Building the model

Anatomy of a Bayesian model

A Bayesian model combines the likelihood of the data, given different hypotheses, with the prior probabilities of those hypotheses, to give us the posterior probabilities of how probable different hypotheses are, given the data.

When we’re doing Bayesian inference, these hypotheses correspond to different parameter values: different values that the model’s coefficients can plausibly take on. The priors over these parameter values define how plausible we think different values are a priori. And the model will produce posteriors over the same parameter values that tell us what parameter values the model thinks are plausible, given the data.

But before we get to the posterior, we’ll need to define for our model a likelihood and some priors. We’ll start with the likelihood because it’s the closest part of the model to the outcome, so it’s the best starting point for figuring out a model that could plausibly have generated the outcome we observe. And it’ll also affect how our priors will look later.

Choosing a likelihood

If you’ve done linear modelling before, you’ve probably already encountered this idea under the guise of the “model family”. If you know that you can fit a basic linear model to continuous outcome data, but that you need a binomial/Bernoulli/logistic model for binary outcome data, then you know how to choose a likelihood function.

The likelihood function is selected based on the kinds of values that the outcome variable can take on. Here are three common examples.

Normal (Gaussian)

A continuous variable, such as formant values in Hz, can be said to follow a normal distribution (aka a Gaussian distribution). A normal distribution looks something like this:

So if we were modelling Hz, we would use a normal likelihood, and we could write it like this:

\[ Hz \sim Normal(\mu, \sigma) \]

“Hz is distributed according to a normal distribution with mean \(\mu\) and standard deviation \(\sigma\).”

(\(\mu\) and \(\sigma\) are parameters that define the distribution’s shape: where its mean is located, and how spread-out the distribution is around that mean, respectively.)

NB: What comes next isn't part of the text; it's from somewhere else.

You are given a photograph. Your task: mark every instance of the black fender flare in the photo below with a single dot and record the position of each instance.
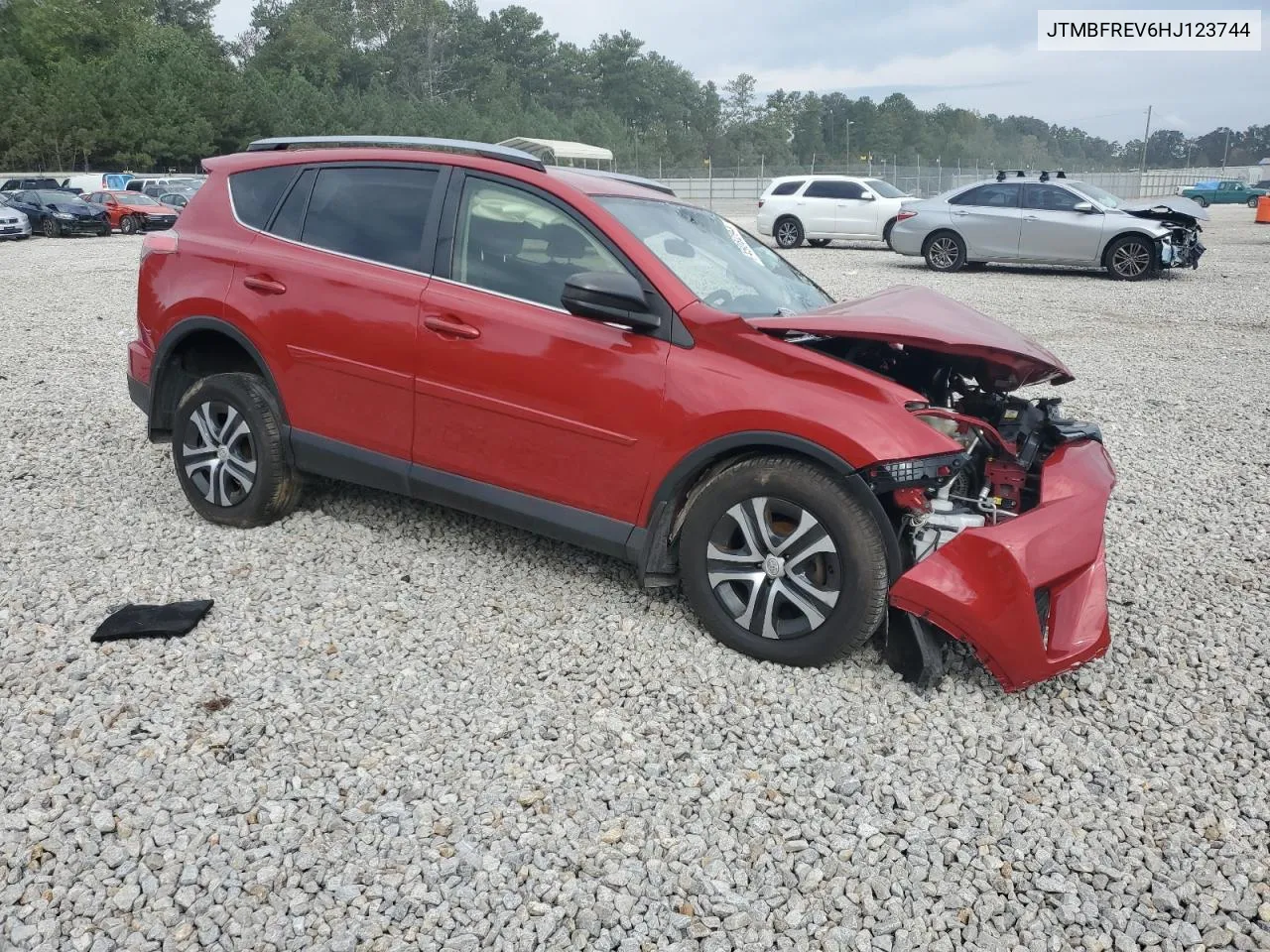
(649, 547)
(181, 330)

If you would use a basic linear model, not a generalised linear model, in your analysis, you would choose a Normal likelihood.

Log-normal

A continuous variable that’s positive-only and right-skewed, such as reaction times, might follow a normal distribution only once it’s been log-transformed. This means that, without any transformation, it follows a log-normal distribution.

We write this as:

\[ RT \sim LogNormal(\mu, \sigma) \]

“RT is distributed according to a lognormal distribution with location \(\mu\) and scale \(\sigma\).”

Equivalently, one could log-transform RTs and model them with a normal likelihood:

\[ \log(RT) \sim Normal(\mu, \sigma) \]

This is how it’s typically done in frequentist circles, but Bayesian models make it just as easy to use a lognormal likelihood as a normal one.

Bernoulli

If the outcome is binary (e.g., 0/1, success/failure, grammatical/ungrammatical, English/French, etc.), then we assume that it comes from a Bernoulli distribution defined by \(\theta\), the probability of success.

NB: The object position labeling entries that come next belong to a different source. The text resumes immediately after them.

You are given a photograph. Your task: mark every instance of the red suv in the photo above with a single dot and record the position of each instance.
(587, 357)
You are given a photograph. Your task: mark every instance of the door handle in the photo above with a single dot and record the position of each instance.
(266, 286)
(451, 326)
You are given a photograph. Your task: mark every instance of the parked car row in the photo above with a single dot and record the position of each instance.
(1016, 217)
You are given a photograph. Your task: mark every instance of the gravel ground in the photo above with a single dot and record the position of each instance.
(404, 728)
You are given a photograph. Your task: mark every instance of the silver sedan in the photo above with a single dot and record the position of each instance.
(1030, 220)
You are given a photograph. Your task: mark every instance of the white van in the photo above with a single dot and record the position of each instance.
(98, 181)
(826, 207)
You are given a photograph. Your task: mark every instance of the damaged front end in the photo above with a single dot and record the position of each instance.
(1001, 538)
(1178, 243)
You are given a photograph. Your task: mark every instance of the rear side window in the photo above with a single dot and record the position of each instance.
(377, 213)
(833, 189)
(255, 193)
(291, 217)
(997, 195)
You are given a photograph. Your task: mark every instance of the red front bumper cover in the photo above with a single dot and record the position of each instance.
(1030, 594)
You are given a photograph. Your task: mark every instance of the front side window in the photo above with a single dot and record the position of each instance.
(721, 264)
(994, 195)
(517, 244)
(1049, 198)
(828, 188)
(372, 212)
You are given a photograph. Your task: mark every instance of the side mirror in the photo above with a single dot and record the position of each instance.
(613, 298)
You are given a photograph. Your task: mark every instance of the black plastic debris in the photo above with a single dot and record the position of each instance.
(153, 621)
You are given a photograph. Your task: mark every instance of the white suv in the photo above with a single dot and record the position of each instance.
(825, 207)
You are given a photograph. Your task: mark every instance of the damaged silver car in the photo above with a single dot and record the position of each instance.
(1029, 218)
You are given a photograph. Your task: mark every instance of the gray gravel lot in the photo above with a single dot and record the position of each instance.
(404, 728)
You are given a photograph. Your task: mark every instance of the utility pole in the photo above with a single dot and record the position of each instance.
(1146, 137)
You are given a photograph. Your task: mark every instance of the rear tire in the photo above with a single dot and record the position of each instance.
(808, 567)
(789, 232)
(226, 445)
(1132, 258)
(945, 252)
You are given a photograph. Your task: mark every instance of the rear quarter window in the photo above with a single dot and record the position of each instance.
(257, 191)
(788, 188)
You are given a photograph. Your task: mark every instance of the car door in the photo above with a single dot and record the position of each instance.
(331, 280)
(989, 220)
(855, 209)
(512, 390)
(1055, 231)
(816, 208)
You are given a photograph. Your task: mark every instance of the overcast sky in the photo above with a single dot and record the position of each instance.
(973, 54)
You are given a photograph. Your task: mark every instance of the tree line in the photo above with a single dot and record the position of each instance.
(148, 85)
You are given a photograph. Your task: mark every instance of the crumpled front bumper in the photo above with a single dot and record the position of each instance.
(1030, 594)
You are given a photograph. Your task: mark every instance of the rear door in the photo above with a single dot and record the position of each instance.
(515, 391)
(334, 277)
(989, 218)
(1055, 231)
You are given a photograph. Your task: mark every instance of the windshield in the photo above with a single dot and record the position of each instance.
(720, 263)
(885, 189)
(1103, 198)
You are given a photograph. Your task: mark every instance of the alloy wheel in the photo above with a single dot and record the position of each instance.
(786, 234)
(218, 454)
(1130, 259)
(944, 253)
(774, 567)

\[ success \sim Bernoulli(\theta) \]

“Success is distributed according to a Bernoulli distribution with probability \(\theta\).”

Our model today will have a Bernoulli likelihood, since our data is binary: 0 if the participant rejected the sentence they saw, 1 if they accepted it.

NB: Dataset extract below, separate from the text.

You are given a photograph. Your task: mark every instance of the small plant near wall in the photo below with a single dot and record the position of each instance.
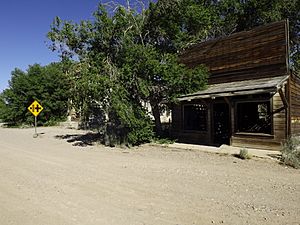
(291, 152)
(244, 154)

Intuition: How can a probability produce binary outcomes?

Imagine a flip of a fair coin, where the probability of getting heads is \(\theta = 0.5\). In Bernoulli terms, the outcome representing “success” is generated with this probability \(\theta\), and the outcome representing “failure” is generated with probability \(1 - \theta\).

So, if you flip a fair coin ten times, you’ll get ten observations of binary outcomes (heads/tails), and probably about half of them will be heads (“success”).

Other likelihoods

Other likelihoods you may encounter include Poisson (for count data) or beta (for data in [0, 1]), and there are more besides. But for the usual analyses in experimental linguistics, the three above will be ones we reach for.

Begin building the model

Now that we have a likelihood, the next step is to think about what priors our model needs.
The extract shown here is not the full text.